The family members of the forcibly disappeared farmers’ rights activist Jonas Burgos got something completely unexpected today: hope for justice.
People affiliated with the Philippine armed forces allegedly abducted Burgos from a Manila shopping mall in April 2007. Burgos was never seen again and the military has repeatedly denied any role in his disappearance. But today, Maj. Harry Baliaga Jr. of the Philippine Army surrendered to a Manila court for his alleged role in Burgos’ disappearance. He is now out on bail. The court’s decision to prosecute Baliaga for “arbitrary detention” is supported by eyewitnesses who have identified him as one of Burgos’ abductors.
Baliaga’s prosecution is a long-overdue symbolic victory in the Philippines for justice against rights abuses and to end impunity for enforced disappearances and extrajudicial killings.

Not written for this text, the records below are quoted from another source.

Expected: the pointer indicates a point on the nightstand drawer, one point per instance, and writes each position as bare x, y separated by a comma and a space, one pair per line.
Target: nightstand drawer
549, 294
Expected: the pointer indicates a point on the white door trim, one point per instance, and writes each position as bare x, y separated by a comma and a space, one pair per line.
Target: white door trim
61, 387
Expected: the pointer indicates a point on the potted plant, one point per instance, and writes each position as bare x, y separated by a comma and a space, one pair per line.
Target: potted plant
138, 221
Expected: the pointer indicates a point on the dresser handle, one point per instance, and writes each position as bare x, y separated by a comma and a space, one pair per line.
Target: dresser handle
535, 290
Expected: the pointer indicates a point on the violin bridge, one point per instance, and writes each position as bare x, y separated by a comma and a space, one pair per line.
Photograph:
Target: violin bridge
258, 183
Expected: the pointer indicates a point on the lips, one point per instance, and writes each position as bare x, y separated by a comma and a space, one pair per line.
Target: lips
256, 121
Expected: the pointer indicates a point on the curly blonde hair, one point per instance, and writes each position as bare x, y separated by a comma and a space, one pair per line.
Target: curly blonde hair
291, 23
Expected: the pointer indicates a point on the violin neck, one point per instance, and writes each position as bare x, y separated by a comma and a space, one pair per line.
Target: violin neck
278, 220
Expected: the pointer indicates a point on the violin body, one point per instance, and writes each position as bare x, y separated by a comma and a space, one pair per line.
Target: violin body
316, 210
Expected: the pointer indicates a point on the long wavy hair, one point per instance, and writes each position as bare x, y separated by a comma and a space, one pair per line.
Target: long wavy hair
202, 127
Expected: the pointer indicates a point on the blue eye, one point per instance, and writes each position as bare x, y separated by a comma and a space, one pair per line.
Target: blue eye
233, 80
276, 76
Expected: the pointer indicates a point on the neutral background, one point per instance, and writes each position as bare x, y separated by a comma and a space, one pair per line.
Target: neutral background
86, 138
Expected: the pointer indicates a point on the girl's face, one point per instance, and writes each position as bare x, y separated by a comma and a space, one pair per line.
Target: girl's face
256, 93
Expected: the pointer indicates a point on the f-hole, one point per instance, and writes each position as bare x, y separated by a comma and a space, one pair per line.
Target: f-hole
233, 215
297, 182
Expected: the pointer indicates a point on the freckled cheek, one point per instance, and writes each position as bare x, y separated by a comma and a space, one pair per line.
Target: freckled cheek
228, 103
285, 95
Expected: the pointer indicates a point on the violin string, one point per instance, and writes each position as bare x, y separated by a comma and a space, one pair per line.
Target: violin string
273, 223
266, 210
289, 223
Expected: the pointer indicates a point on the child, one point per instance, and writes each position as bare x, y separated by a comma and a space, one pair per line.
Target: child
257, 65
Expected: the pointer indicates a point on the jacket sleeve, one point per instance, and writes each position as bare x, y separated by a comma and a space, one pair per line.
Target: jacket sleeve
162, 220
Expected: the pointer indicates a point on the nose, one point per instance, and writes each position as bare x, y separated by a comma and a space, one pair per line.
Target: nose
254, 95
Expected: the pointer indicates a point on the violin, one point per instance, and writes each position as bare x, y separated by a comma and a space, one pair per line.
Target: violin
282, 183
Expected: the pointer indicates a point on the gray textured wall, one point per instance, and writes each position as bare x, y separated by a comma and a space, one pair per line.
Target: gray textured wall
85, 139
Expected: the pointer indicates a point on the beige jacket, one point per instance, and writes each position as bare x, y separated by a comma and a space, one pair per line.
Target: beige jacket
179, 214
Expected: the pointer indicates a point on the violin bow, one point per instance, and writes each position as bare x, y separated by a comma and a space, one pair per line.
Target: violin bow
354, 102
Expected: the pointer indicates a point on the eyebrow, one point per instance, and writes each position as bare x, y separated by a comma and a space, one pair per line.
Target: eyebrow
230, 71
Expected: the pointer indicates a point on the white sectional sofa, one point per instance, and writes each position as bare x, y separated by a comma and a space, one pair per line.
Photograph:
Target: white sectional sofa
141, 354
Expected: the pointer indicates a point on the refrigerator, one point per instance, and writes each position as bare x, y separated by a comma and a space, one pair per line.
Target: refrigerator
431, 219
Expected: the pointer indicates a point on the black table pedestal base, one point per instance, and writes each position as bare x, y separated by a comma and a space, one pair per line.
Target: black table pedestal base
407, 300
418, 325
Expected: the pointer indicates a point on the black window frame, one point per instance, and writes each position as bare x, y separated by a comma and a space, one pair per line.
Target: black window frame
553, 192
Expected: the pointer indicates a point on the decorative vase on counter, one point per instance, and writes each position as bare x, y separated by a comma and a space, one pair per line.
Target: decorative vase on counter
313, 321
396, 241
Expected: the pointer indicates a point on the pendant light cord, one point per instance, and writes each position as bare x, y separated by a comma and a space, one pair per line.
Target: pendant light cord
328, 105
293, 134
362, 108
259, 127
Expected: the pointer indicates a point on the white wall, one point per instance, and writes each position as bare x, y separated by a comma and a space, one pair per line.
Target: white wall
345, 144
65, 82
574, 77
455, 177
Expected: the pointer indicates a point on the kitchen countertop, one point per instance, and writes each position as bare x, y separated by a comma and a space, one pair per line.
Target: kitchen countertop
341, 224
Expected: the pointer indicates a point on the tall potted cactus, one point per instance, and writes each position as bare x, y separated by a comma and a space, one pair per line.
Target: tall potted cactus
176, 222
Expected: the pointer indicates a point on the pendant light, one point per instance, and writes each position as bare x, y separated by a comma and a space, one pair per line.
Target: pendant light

However, the Philippine government extended minimal effort in the search for Jonas Burgos and in identifying and prosecuting his abductors. It was the tireless crusade of his mother, Edita Burgos, along with human rights groups, that prodded authorities to pursue the case and, ultimately, issue the warrant. Baliaga was only charged after Edita Burgos petitioned the Supreme Court, which in turn ordered the Commission on Human Rights to investigate Burgos’ abduction. The military and Baliaga have repeatedly denied the allegations, and military spokesmen said on Friday they welcomed Baliaga’s surrender as a chance for him to clear his name.
While the outcome of Baliaga’s case is uncertain, his surrender lends a needed boost to the Philippines’ human rights movement – if only because he is among the very few military officers to be prosecuted for human rights violations. The case sends a faint but needed signal that the government of President Benigno Aquino III may finally deliver on its unfulfilled promises on human rights. Jonas Burgos and the hundreds of members of leftist political parties, political activists, critical journalists, and outspoken clergy who have been killed or forcibly disappeared in the Philippines during the past decade deserve nothing less.